/rotation-forest-bd

🔄🌳⚡ The Rotation Forest implementation for Big Data on Apache Spark

Primary LanguageScalaApache License 2.0Apache-2.0

RotationForest-BD: Rotation Forest for Big Data

https://doi.org/10.1016/j.inffus.2021.03.007

This repository contains an implementation of Rotation Forest [1] for Apache Spark framework.

By means of using parallel PCA provided by Spark and a novel approach for rotating the data using parallel matrix multiplications, Rotation Forest can now be used within Big Data.

RotationForest-BD is currently implemented in Scala 2.12 for Apache Spark 3.0.1.

Authors

  • Mario Juez-Gil <mariojg@ubu.es>
  • Álvar Arnaiz-González
  • Juan J. Rodríguez
  • Carlos López-Nozal
  • César García-Osorio

Affiliation:
Departamento de Ingeniería Informática
Universidad de Burgos
ADMIRABLE Research Group

Experiments

The experiments are available in this repository.

Installation

RotationForest-BD is available on SparkPackages.

It can be installed as follows:

  • spark-shell, pyspark, or spark-submit:
> $SPARK_HOME/bin/spark-shell --packages mjuez:rotation-forest-bd:1.0.0
  • sbt:
resolvers += "Spark Packages Repo" at "http://dl.bintray.com/spark-packages/maven"

libraryDependencies += "mjuez" % "rotation-forest-bd" % "1.0.0"
  • Maven:
<dependencies>
  <!-- list of dependencies -->
  <dependency>
    <groupId>mjuez</groupId>
    <artifactId>rotation-forest-bd</artifactId>
    <version>1.0.0</version>
  </dependency>
</dependencies>
<repositories>
  <!-- list of other repositories -->
  <repository>
    <id>SparkPackagesRepo</id>
    <url>http://dl.bintray.com/spark-packages/maven</url>
  </repository>
</repositories>

Basic Usage

RotationForest-BD is a Spark Classifier. It has a fit method that returns a trained classification model using an input dataset.
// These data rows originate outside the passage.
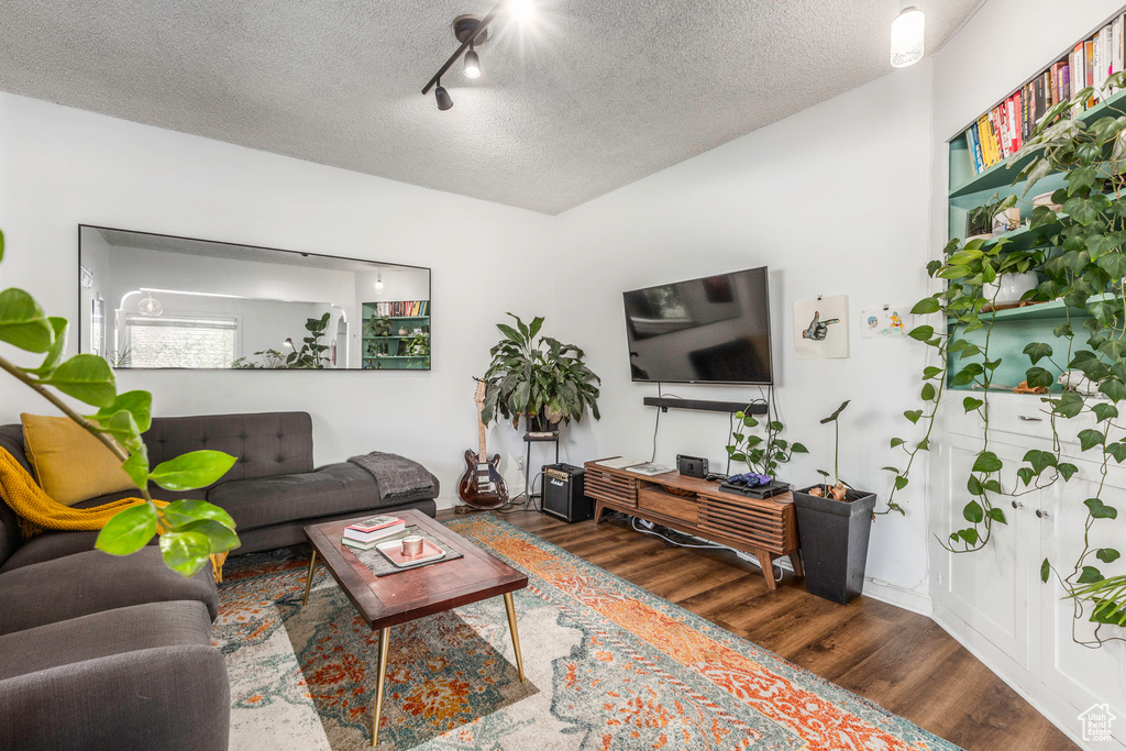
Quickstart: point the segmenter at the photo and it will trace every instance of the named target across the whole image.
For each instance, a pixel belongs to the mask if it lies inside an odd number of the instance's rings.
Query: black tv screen
[[[634,381],[769,384],[767,269],[623,293]]]

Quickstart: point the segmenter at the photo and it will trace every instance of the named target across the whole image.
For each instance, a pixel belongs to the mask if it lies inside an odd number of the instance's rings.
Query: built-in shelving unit
[[[396,313],[388,315],[386,313]],[[410,313],[402,315],[399,313]],[[430,369],[430,301],[364,303],[360,360],[369,370]],[[387,333],[375,333],[386,330]]]

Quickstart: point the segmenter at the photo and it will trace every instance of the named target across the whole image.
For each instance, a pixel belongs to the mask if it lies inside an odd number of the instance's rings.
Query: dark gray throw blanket
[[[405,456],[372,452],[354,456],[348,461],[375,477],[379,483],[381,499],[434,491],[434,475],[425,466]]]

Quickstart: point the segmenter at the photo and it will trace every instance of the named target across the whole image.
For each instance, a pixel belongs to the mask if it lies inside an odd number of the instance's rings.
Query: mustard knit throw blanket
[[[81,531],[101,529],[118,511],[145,501],[140,498],[123,498],[89,509],[63,506],[43,492],[27,470],[20,466],[11,453],[0,449],[0,497],[19,516],[19,526],[25,538],[34,537],[45,529]],[[154,501],[163,508],[164,501]],[[158,531],[159,528],[158,528]],[[223,581],[223,562],[226,553],[211,556],[215,581]]]

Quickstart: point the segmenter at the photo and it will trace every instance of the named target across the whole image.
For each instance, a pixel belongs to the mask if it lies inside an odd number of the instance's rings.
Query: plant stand
[[[810,490],[794,491],[805,589],[848,605],[864,590],[876,494],[849,491],[856,500],[844,502],[810,495]]]

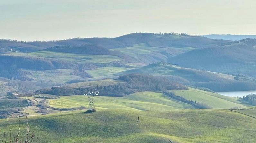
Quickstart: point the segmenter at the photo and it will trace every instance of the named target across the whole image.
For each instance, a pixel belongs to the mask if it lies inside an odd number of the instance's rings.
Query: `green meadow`
[[[248,110],[256,115],[254,110]],[[36,137],[39,142],[256,142],[256,119],[229,110],[108,109],[89,114],[85,111],[30,117],[30,128],[32,131],[36,127]],[[0,120],[0,132],[17,129],[18,123],[18,118]],[[22,134],[25,118],[21,123]]]

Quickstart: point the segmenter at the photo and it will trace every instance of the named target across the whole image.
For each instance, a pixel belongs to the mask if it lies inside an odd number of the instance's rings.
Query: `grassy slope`
[[[74,88],[83,87],[96,87],[116,84],[122,82],[117,80],[112,80],[109,79],[104,79],[97,81],[80,82],[69,84],[68,86]]]
[[[28,76],[35,80],[41,83],[63,83],[74,79],[81,78],[81,77],[72,75],[74,70],[69,69],[58,69],[40,70],[27,70],[32,73]]]
[[[25,100],[21,99],[0,99],[0,109],[25,107],[28,106]]]
[[[176,143],[256,142],[256,119],[229,110],[83,112],[32,117],[30,127],[32,130],[37,127],[40,142],[169,143],[169,139]],[[255,112],[252,114],[256,115]],[[0,120],[0,132],[17,129],[18,120]],[[21,123],[24,131],[24,118]]]
[[[204,103],[214,108],[230,109],[234,107],[245,108],[239,99],[228,97],[192,88],[188,90],[173,90],[175,94],[189,100]]]
[[[39,51],[27,53],[15,52],[4,55],[39,57],[80,63],[109,63],[111,62],[121,60],[118,57],[109,55],[86,55],[55,52],[49,51]]]
[[[87,98],[82,95],[62,96],[59,99],[50,100],[50,106],[60,108],[87,107],[88,103]],[[161,93],[153,92],[137,93],[123,97],[96,96],[95,103],[99,109],[163,111],[194,108],[189,104],[170,99]]]
[[[88,70],[86,71],[93,76],[98,77],[111,75],[120,72],[133,69],[133,68],[117,67],[106,67]]]
[[[124,48],[111,49],[111,51],[118,51],[125,54],[138,58],[138,55],[141,54],[150,54],[153,52],[164,52],[168,49],[173,49],[181,52],[184,52],[192,50],[194,48],[191,47],[161,48],[148,46],[145,43],[141,43],[134,45],[133,47]]]
[[[184,77],[187,79],[191,79],[193,80],[194,80],[195,77],[194,77],[194,75],[192,75],[193,73],[191,72],[191,74],[183,73],[178,70],[179,69],[187,69],[191,70],[191,71],[199,71],[194,69],[181,68],[172,65],[160,65],[146,66],[125,71],[124,73],[125,74],[140,73],[145,74],[149,73],[151,74],[154,75],[175,75]],[[205,71],[205,72],[206,72],[206,73],[212,74],[213,75],[216,75],[221,77],[230,79],[234,79],[234,76],[233,75],[210,71]]]

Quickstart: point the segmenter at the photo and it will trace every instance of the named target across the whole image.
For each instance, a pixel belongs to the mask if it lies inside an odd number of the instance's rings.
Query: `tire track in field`
[[[248,109],[248,110],[250,110],[250,109]],[[255,119],[256,119],[256,117],[254,117],[254,116],[251,116],[251,115],[248,115],[246,114],[244,114],[244,113],[242,113],[239,112],[237,112],[237,111],[234,111],[233,110],[229,110],[229,111],[233,111],[233,112],[235,112],[238,113],[240,113],[240,114],[242,114],[243,115],[246,115],[246,116],[249,116],[250,117],[252,117],[252,118],[254,118]]]

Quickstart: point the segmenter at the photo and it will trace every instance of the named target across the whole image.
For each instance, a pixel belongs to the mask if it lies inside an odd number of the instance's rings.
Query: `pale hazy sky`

That model has a transform method for classifying new instances.

RotationForest-BD may be adjusted using the following parameters:

  • groupParamsAsNumberOfGroups: Wether minGroup and maxGroup params refer to the number of groups (true) or to its size (false). Default: true.
  • minGroup: Minimum number of groups of sub-features when groupParamAsNumberOfGrups is true. When false, refers to the minimum size of each sub-feature group. Default: 4.
  • maxGroup: Maximum number of groups of sub-features when groupParamAsNumberOfGrups is true. When false, refers to the maximum size of each sub-feature group. Default: 4.
  • bootstrapSampleSize: Percentage of training examples that will be used for cumputing each rotation of the data. Default: 0.25.
  • numRotations: The number of rotations that will be performed to the training data. Each rotation will be the training data of a single RandomForest. Default: 10.
  • normalizeData: When true, input dataset will be normalized. Data normalization could improve the performance. Default: true.
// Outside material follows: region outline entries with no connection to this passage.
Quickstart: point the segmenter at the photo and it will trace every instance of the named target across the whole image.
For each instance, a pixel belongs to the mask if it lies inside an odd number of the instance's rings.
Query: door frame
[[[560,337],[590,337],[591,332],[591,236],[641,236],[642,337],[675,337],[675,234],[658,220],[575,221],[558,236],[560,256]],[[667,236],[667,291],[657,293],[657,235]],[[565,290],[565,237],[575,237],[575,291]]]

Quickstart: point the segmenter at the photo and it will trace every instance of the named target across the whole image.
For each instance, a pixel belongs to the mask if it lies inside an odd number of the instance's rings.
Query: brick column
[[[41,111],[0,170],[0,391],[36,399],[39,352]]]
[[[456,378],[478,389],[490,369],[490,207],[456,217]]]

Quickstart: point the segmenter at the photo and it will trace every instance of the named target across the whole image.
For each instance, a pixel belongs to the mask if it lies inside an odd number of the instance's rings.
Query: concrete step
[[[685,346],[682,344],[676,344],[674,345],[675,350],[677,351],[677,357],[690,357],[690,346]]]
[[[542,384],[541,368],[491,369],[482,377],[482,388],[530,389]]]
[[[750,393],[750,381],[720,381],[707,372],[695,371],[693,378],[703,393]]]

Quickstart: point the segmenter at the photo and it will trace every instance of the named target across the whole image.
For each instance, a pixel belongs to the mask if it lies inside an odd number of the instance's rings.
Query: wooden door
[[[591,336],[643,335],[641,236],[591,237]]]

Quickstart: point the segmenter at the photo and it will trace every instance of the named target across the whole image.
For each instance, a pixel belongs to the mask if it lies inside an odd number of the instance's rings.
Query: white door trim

As Rotation Forest is a tree-based ensemble, which specifically uses the Spark Random Forest implementation as base classifier, all Random Forest parameters could also be adjusted: numTrees bootstrap, subsamplingRate, maxDepth, maxBins, minInstancesPerNode, minWeightFractionPerNode, minInfoGain, checkpointInterval, seed, maxMemoryInMB, leafCol, and cacheNodeIds. For a detailed explanation about the use of any of those parameters, you should refer to the Spark Random Forest documentation.

The following example shows how to build and save a Rotation Forest ensemble where data is rotated 10 times and each rotation is used to train 10 trees. Thus, the ensemble size will be 100 (10x10):

import org.apache.spark.ml.classification.RotationForestClassifier
import org.apache.spark.ml.feature.StringIndexer
import org.apache.spark.ml.Pipeline

// reading training dataset
// two columns: label, and features
val trainDS = session.read
                .format("libsvm")
                .option("inferSchema", "true")
                .load("training_dataset.libsvm")

// String Indexer configuration
val si = new StringIndexer()
          .setInputCol("label")
          .setOutputCol("iLabel")

// Rotation Forest configuration
val rotfc = new RotationForestClassifier()
            .setLabelCol("ilabel")
            .setNumRotations(10)
            .setNumTrees(10)
            .setSeed(46)

// Building and fitting pipeline
val pipeline = new Pipeline().setStages(Array(si, rotfc))
val rotfModel = pipeline.fit(trainDS)

// Saving the model
rotfModel.write.overwrite().save("rotfmodel")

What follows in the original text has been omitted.